A proposta de criar um Orçamento Impositivo em BH, que já havia sido apresentada e discutida na legislatura passada da Câmara e não avançou, teria mais chances de ter prosseguimento agora. Isso porque o prefeito Alexandre Kalil (PSD) tem sofrido derrotas na Câmara, como no caso do projeto do Executivo que autorizava empréstimo de R$ 900 milhões para obras de contenção de enchentes na avenida Vilarinho, rejeitado por apenas um voto.

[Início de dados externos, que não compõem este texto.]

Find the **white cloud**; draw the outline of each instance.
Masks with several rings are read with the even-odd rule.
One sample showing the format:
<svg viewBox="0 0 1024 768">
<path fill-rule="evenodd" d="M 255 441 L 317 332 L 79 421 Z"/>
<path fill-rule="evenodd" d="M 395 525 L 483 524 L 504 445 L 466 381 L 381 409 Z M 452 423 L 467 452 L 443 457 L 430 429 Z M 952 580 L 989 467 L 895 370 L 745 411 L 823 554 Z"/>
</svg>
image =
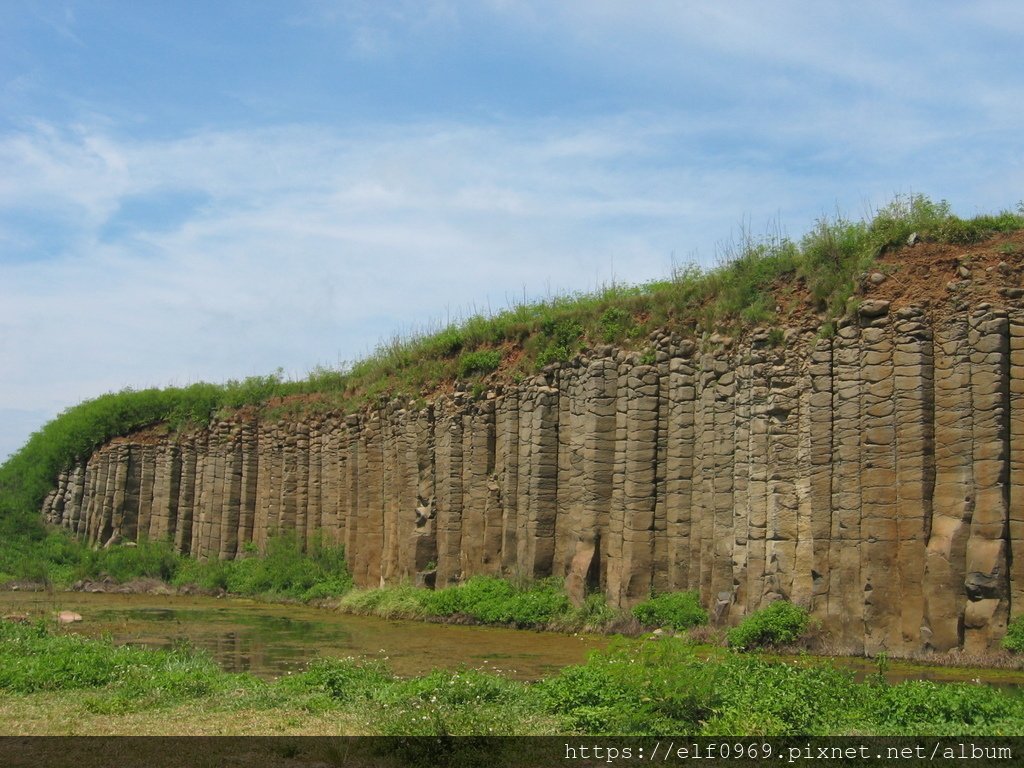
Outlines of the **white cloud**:
<svg viewBox="0 0 1024 768">
<path fill-rule="evenodd" d="M 658 98 L 600 117 L 0 135 L 0 247 L 21 255 L 0 255 L 0 405 L 54 413 L 126 385 L 301 375 L 524 290 L 647 280 L 694 252 L 712 263 L 740 221 L 799 235 L 896 192 L 965 213 L 1021 196 L 1021 86 L 984 45 L 1005 37 L 1007 6 L 949 12 L 971 44 L 939 11 L 891 4 L 480 8 L 323 4 L 296 23 L 333 24 L 371 58 L 507 24 L 519 55 L 532 45 L 560 74 Z M 192 203 L 170 224 L 132 218 L 178 192 Z M 5 429 L 24 432 L 0 423 L 0 450 Z"/>
</svg>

Na avaliação do cientista político e professor da Universidade Federal de Minas Gerais (UFMG) Felipe Nunes, o Orçamento Impositivo é uma tendência, mas ele só é aprovado quando há condições ideais, mais precisamente um afastamento entre Legislativo e Executivo. “Depois que o Congresso fez essa mudança, é natural que os outros Poderes, as esferas inferiores, conduzam na mesma lógica essa alteração. Agora, para fazer isso, é preciso construir um consenso dentro do plenário, e esse consenso é mais fácil de ser conseguido quando há uma relação conflituosa entre o Executivo e o Legislativo. Então, é um pouco da ocasião e da oportunidade”, analisa.
Os autores da proposta, no entanto, negam relação entre a discussão do tema e o desgaste na relação da prefeitura com a Câmara. “Posso te garantir que não. Este já é um anseio antigo da Câmara e é uma questão interna, uma vez que a gente considera que é positivo economizar”, afirma Gabriel Azevedo. Ele disse ainda que o texto não foi votado na legislatura passada porque tinha alguns vícios de redação.

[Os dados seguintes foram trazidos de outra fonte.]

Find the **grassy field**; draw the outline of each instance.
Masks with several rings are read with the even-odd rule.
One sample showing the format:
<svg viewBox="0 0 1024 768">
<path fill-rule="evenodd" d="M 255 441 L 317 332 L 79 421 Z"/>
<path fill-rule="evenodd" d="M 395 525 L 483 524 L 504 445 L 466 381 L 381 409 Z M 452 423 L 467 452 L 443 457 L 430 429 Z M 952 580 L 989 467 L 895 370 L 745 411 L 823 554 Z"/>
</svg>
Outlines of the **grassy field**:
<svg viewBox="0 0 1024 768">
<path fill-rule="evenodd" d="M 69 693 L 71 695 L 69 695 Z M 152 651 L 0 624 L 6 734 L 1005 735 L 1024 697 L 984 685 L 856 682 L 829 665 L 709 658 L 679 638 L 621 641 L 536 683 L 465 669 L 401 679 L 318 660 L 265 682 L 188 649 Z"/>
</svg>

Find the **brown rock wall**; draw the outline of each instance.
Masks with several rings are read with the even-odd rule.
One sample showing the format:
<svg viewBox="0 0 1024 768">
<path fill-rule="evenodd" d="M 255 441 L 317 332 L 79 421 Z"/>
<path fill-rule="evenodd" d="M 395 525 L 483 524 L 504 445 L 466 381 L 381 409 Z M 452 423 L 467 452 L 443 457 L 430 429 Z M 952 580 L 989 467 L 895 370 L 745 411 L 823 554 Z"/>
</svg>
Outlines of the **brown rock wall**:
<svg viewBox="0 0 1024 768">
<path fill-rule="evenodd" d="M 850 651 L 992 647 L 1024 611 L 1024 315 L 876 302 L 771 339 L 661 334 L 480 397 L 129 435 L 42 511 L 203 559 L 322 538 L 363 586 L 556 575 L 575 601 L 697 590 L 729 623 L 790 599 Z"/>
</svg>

Vereadores dizem que assunto é da Câmara
Não há consenso entre os vereadores de que o projeto possa enfrentar resistência por parte da prefeitura. Para Irlan Melo (PSD), a posição do governo sobre o projeto é desconhecida, mas ele entende que o tema é da alçada do Legislativo. “É uma matéria eminentemente do Legislativo, apesar de influenciar o Orçamento do Executivo. Digo isso porque uma eventual aprovação não depende de sanção do prefeito. Várias Câmaras já aprovaram a matéria, e chegou a hora de o Legislativo de BH discutir o tema”.
Questionado sobre a possibilidade de resistência da base do governo ao projeto, Wilsinho da Tabu avalia que a proposta é de interesse da maior parte do Parlamento. “Por todas as articulações que a gente tem feito na Casa, todos os vereadores têm interesse. Temos só uma ou duas situações de exceção”, afirma.
Procurado, o líder do governo na Câmara, vereador Léo Burguês (PSL), não atendeu nem respondeu às mensagens enviadas. Já a prefeitura informou que não comenta projetos em tramitação no Legislativo.